Resistance is futile

ResistanceIsFutileNo, this is not about seven of nine, the only attractive Borg I know of. This post from Brick started all of this. Before we knew it, local repeaters were buzzing with endless (mainly humorous) discussions about zero ohm resistors. It was impossible to miss the disturbance in the Force when these wolf packs of hams were diving into the theory.

I actually located some shops selling these things, and e-mailed them if they could offer a version with 1% tolerance rings printed on them. Some sellers had a good laugh, some didn’t know what to say.

But, let’s start with correcting the title of this post. Resistance isn’t futile, it is voltage divided by current. We call it Ohm’s law.
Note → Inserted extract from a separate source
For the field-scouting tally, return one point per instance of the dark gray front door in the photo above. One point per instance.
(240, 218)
OhmsLaw.svgI never could fault this law, until I ran into those damned zero ohm resistors. Let’s assume that we don’t know the current, but we do know the voltage and the resistance. Piece of cake, you would say, just divide the voltage by the resistance. OK, fine, now insert a zero ohm resistor. From that point on you can’t avoid dividing by zero.

This is an interesting situation: technically you can’t divide by zero, because the outcome will always be undefined. In Dutch: “Delen door nul is flauwekul.”

This must be the reason for many transceivers to fail when 0Ω resistors are part of the design. I know of hams who ignore these dangers completely and solder these things in to perform a MARS/CAP modification. The poor bastards. This post, based on scientifically proved facts and written by a trustworthy radio amateur, should be enough to scare them off.

5 comments on “Resistance is futile

  1. More impressive than 0 ohm resistors are the results that can be achieved with a fractional ohm resistor. A .1 ohm resistor in the right place can increase radio performance by up to 3dB.